Turning around after thanking and hugging Connie goodbye, I walked along the path that led straight up into the fog. I remember there being three paths to choose from, and I don't remember a single sign directing the way I meant to go. I turned around, pointed the way I saw another pack-laden hiker choose, and Connie and the hiker's father nodded and pointed that way.

There were no blazes. I walked up the switchbacks, thinking, I'm hiking and I don't know where I'm headed because it may not be Maine but I'm hiking! I soon passed the other hiker, who I never saw again, gasping on a rock.
"I'm already out of breath. That's a bad thing, isn't it?"
"No, it's okay, you're listening to your body and taking a rest, that's good!" I smiled and bounded along. The steepness was not easy, certainly, but there was adrenaline pumping. The trail to the approach trail was supposed to be stairs, and this was not stairs, but I could hear water, and I was climbing, so I *must* be getting closer to the Falls. The trail emerged upon a gravel drive, where a civilian couple were descending. I turned uphill and greeted them, passing and forgetting them.
The blue blazes began at the Falls, which I couldn't see through the rainy haze that had descended on my ascent.

My recollection of the trail up to Springer Mountain is not exactly fresh. Thinking went something like this: oh this is hard but it's going to get easier, and my shell isn't waterproof anymore, why don't my poles feel natural? left right, get a groove, left right. I'm doing it! I'm alone and will walk alone to Maine. I'm hiking the trail, I flew to Georgia and will keep going, won't stop til Maine, this is it this is it this is it this is it this is it. Oh my god a person! Talk to him, talk to him!
"Hi!"
"Hi, I'm mofo, are you hiking the Appalachian Trail?"
"That's the plan" I had months before that stopped expecting everyone I met to believe I would finish, and wanted to believe it was okay not to finish, so that was the answer I gave. "I'm quitting my job to hike the AT" or "I'm going to not talk to you for six months because I'm going to hike the AT" and when they asked "Are you going to hike the whole thing?" how could I say yes? "That's the plan" was all I ever managed.

"Well you're embarking on an incredible journey. I hiked it years ago." We chatted some more as he waited for his friend Allegheny to catch up. He motioned that I should go on ahead. The rain drove on, I kept walking, wondering how fast, then all of a sudden I was at the top of Springer Mountain. I took pictures at the rock. I took a picture of the first white blaze. It was 2 in the afternoon. To go on or stay? My shell was obviously not waterproof despite the tech wash and dry, and I was colder the longer I lingered. I wasn't tired. But staying at Springer Mountain had become the beginning, a night I would share with so many legends before me. So despite the time, despite Spider, despite the other kids I glimpsed from between the loft floorboards going on to Stover Creek, I stayed and ate undercooked couscous next to Allegheny and Joe.

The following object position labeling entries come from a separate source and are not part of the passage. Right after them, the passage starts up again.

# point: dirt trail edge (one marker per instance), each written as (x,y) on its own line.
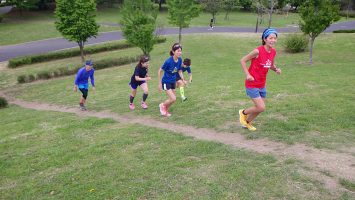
(339,165)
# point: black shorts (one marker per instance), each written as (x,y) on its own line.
(168,86)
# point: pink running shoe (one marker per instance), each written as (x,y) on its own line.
(131,106)
(144,105)
(167,114)
(162,109)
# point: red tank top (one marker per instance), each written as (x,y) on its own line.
(259,67)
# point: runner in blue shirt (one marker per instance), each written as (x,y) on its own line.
(171,67)
(181,84)
(139,78)
(82,82)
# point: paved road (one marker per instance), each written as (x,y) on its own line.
(55,44)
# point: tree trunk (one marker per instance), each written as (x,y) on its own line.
(180,30)
(311,50)
(81,46)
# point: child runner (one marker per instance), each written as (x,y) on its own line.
(139,78)
(181,84)
(81,82)
(262,59)
(171,67)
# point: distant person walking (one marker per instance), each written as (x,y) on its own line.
(262,59)
(171,67)
(82,82)
(139,78)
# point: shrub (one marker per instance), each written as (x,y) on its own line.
(3,102)
(344,31)
(21,79)
(295,43)
(26,60)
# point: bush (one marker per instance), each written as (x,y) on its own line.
(26,60)
(3,102)
(344,31)
(64,71)
(295,43)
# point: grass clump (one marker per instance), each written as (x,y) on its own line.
(295,43)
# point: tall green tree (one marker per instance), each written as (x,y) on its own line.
(138,24)
(181,13)
(76,21)
(316,16)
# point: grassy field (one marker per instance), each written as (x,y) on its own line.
(304,105)
(51,155)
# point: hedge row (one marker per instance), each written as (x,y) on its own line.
(65,71)
(26,60)
(3,102)
(344,31)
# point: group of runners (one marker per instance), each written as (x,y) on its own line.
(262,59)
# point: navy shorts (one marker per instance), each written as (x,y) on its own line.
(256,92)
(134,85)
(169,86)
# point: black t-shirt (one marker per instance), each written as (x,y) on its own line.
(139,71)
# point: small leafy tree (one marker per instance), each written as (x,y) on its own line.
(138,24)
(181,12)
(76,21)
(316,16)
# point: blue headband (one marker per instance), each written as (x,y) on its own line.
(267,32)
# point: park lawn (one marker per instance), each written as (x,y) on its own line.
(8,76)
(304,104)
(52,155)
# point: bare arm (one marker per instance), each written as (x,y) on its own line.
(244,61)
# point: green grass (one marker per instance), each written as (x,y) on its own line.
(29,26)
(306,104)
(8,77)
(51,155)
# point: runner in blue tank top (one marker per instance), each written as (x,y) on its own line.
(82,82)
(171,67)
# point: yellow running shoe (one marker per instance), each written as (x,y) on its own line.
(242,118)
(250,127)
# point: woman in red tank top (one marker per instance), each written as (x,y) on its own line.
(262,59)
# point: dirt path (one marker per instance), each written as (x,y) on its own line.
(339,165)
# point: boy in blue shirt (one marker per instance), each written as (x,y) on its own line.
(82,82)
(171,67)
(181,84)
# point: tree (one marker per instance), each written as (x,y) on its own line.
(138,24)
(181,12)
(246,4)
(228,6)
(212,6)
(76,21)
(316,16)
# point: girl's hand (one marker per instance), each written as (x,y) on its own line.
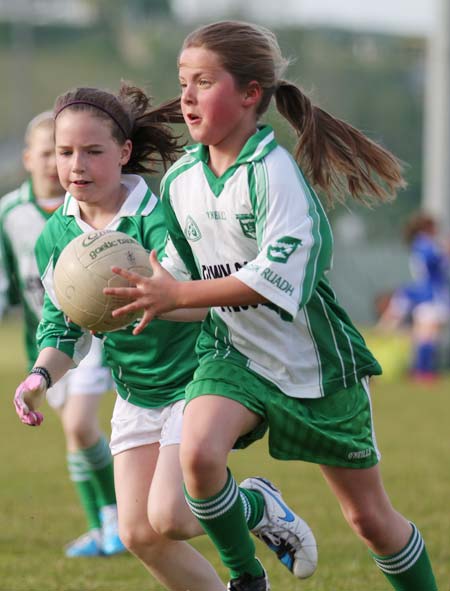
(154,295)
(28,396)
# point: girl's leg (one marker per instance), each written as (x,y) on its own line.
(394,542)
(168,511)
(211,425)
(175,564)
(91,468)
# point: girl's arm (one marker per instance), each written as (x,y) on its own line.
(50,366)
(185,315)
(162,293)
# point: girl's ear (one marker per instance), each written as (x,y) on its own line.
(126,150)
(252,94)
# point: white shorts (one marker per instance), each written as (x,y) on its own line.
(90,377)
(133,426)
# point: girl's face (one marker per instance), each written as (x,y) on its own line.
(216,112)
(39,161)
(88,159)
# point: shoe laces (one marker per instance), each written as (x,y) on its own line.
(280,535)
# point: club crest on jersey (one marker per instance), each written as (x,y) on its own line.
(282,249)
(248,224)
(191,230)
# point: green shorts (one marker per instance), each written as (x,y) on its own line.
(336,430)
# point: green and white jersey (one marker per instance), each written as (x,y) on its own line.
(262,223)
(21,222)
(152,368)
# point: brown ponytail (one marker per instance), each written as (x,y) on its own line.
(336,157)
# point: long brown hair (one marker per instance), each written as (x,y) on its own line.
(131,116)
(335,156)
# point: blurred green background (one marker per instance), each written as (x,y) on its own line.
(374,81)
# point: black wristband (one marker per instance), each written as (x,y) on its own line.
(44,373)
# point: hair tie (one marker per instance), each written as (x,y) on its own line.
(92,104)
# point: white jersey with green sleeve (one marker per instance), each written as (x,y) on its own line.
(262,223)
(150,369)
(21,222)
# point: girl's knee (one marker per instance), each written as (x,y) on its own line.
(137,538)
(169,525)
(368,523)
(200,457)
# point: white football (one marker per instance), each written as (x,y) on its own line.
(83,270)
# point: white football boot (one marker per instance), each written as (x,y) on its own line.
(284,532)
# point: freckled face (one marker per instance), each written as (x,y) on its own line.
(88,158)
(212,105)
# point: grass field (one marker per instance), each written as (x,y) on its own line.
(39,512)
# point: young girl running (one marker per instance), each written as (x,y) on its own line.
(99,138)
(276,350)
(76,399)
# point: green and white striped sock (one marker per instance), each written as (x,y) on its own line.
(409,569)
(223,519)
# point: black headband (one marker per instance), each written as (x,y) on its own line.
(92,104)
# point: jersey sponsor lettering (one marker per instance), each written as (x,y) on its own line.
(216,215)
(220,270)
(278,281)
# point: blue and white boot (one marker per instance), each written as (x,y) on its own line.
(111,543)
(86,546)
(284,532)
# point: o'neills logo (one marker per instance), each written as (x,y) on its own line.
(282,249)
(109,244)
(93,236)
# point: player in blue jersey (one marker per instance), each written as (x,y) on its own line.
(276,349)
(76,399)
(102,141)
(424,304)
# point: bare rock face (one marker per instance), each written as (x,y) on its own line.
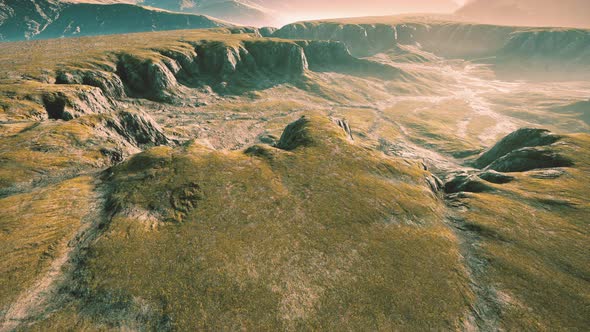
(138,129)
(530,158)
(267,31)
(274,58)
(295,135)
(496,177)
(147,77)
(342,123)
(278,57)
(524,137)
(110,84)
(335,56)
(73,103)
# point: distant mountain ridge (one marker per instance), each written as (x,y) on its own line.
(41,19)
(564,13)
(279,12)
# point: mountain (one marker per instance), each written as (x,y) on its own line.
(566,13)
(38,19)
(237,11)
(364,174)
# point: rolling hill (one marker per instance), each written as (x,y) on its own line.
(567,13)
(376,173)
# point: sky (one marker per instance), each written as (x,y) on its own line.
(315,9)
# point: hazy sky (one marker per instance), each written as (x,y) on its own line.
(311,9)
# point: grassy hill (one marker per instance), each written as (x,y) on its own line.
(207,179)
(42,19)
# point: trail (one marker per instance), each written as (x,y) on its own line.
(33,302)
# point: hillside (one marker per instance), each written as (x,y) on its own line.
(42,19)
(355,174)
(538,52)
(568,13)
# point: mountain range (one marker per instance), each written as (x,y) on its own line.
(565,13)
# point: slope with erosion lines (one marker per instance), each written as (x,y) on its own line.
(196,218)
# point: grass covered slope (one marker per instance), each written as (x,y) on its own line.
(317,232)
(42,19)
(532,235)
(35,228)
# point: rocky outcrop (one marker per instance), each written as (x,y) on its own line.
(496,177)
(335,56)
(465,182)
(524,137)
(72,103)
(342,123)
(261,56)
(138,129)
(296,134)
(527,159)
(148,77)
(267,31)
(475,182)
(448,39)
(523,150)
(110,84)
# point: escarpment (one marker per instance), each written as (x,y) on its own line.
(450,39)
(547,48)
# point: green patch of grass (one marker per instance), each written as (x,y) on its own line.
(328,235)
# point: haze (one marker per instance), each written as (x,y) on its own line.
(313,9)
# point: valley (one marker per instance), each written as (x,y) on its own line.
(374,173)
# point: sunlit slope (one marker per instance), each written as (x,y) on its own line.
(567,13)
(545,52)
(315,232)
(529,228)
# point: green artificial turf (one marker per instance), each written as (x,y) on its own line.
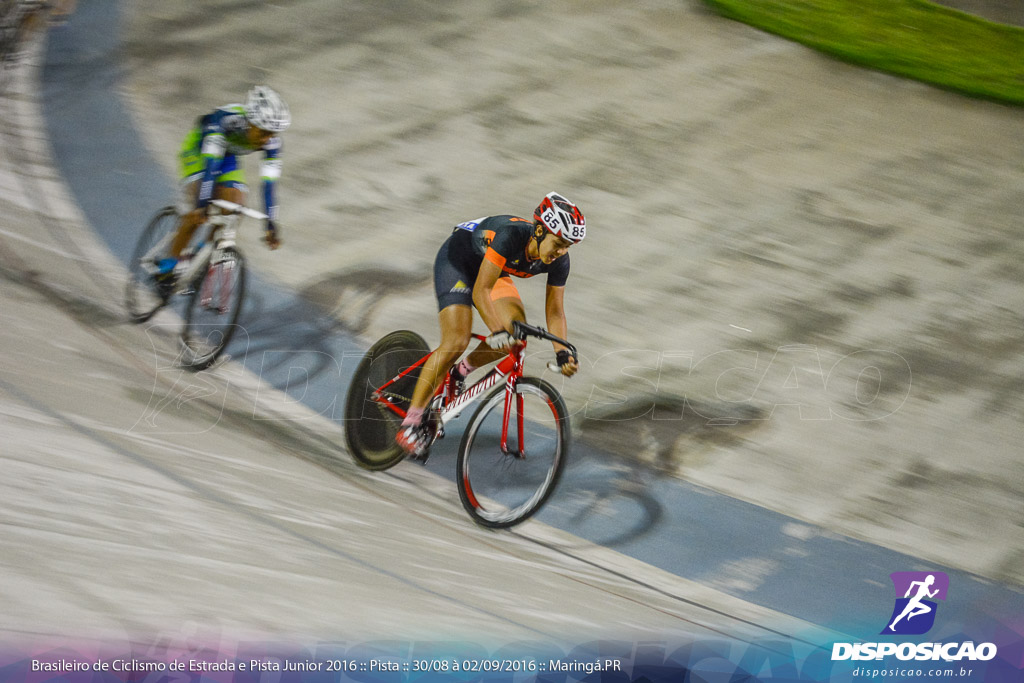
(912,38)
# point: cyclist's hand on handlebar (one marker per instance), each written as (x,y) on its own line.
(270,236)
(502,341)
(566,364)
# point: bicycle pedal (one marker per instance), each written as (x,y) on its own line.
(420,458)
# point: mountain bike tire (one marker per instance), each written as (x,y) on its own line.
(142,296)
(370,426)
(212,312)
(500,489)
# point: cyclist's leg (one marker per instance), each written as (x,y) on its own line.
(455,305)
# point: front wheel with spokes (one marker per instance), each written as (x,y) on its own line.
(143,297)
(511,458)
(371,425)
(214,306)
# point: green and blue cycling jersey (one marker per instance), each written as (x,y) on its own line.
(209,154)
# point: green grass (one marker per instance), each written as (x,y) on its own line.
(911,38)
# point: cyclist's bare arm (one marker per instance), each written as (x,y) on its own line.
(554,311)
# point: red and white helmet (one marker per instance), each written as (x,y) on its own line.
(561,217)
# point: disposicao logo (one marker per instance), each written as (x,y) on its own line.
(913,614)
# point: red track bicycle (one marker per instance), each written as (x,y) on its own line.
(514,447)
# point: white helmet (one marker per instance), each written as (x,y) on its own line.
(265,109)
(561,217)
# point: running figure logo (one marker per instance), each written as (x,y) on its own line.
(914,612)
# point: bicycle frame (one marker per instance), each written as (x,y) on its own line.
(510,369)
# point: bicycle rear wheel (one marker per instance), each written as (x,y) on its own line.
(212,313)
(142,296)
(371,426)
(501,488)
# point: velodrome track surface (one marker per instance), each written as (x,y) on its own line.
(264,503)
(140,502)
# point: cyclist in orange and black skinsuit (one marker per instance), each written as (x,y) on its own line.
(472,269)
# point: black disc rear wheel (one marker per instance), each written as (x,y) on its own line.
(370,425)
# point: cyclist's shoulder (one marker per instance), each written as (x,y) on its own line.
(505,221)
(228,118)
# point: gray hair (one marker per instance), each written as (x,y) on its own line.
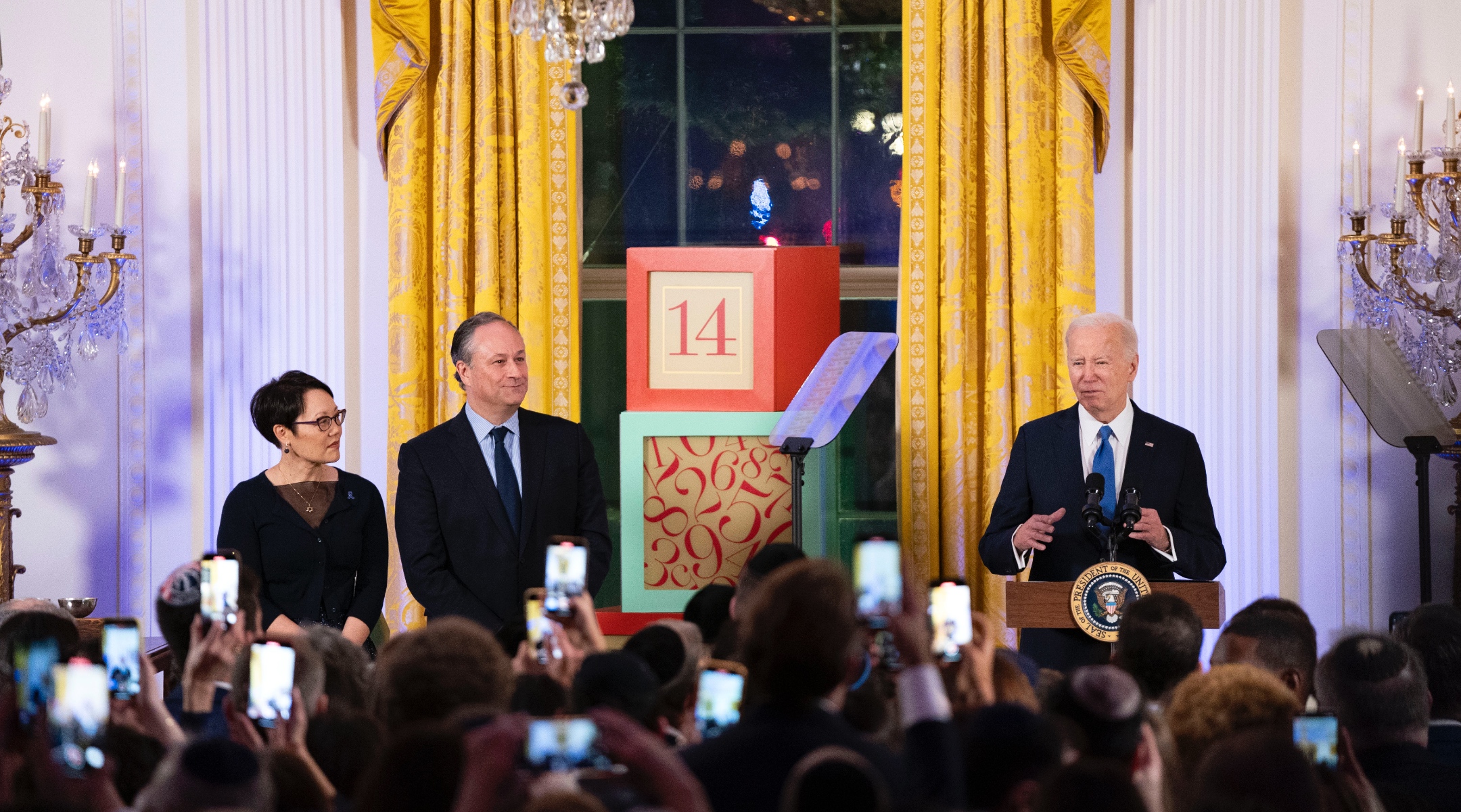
(1128,331)
(463,342)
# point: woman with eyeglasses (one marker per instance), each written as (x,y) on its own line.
(315,533)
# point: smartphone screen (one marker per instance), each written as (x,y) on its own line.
(78,716)
(879,579)
(719,703)
(948,611)
(271,682)
(536,628)
(1318,738)
(34,677)
(220,589)
(122,653)
(566,742)
(567,571)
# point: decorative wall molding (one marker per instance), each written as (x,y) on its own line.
(1204,254)
(272,216)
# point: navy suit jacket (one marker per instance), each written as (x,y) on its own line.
(458,550)
(1045,475)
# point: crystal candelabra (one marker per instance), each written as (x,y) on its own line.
(53,304)
(1408,281)
(574,31)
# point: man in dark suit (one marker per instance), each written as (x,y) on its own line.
(480,496)
(1038,513)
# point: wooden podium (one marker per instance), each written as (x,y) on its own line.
(1046,605)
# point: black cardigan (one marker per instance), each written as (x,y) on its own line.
(326,576)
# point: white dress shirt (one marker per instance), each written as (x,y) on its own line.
(482,430)
(1090,441)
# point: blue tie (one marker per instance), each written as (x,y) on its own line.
(507,478)
(1105,464)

Before I left for the trail, a number of apprehensions took form. The biggest one was that I would be mocked for not using my stove appropriately, thereby judged as not being prepared for the thru-hike. Strange, as I had had the stove for years. But that's the one that took.

Leftover couscous weighed down my pack until Neels Gap. I made far too much, had tried to make less. And who undercooks couscous? So 5pm on the 25th found me laying in my sleeping bag, trying to sleep, racked with gas pains from the expanding grains in my belly, but I was on the fucking Appalachian Trail. And that's exactly where I would be for a while. How long? All the miles? Until October 15th? Somehow that night I slept.

In the morning, I dressed in my clothes and wet jacket, tried to warm my icy fingers, gathered water (which I vowed never to leave for the morning again) and hit the trail before everyone else. Most I never saw again.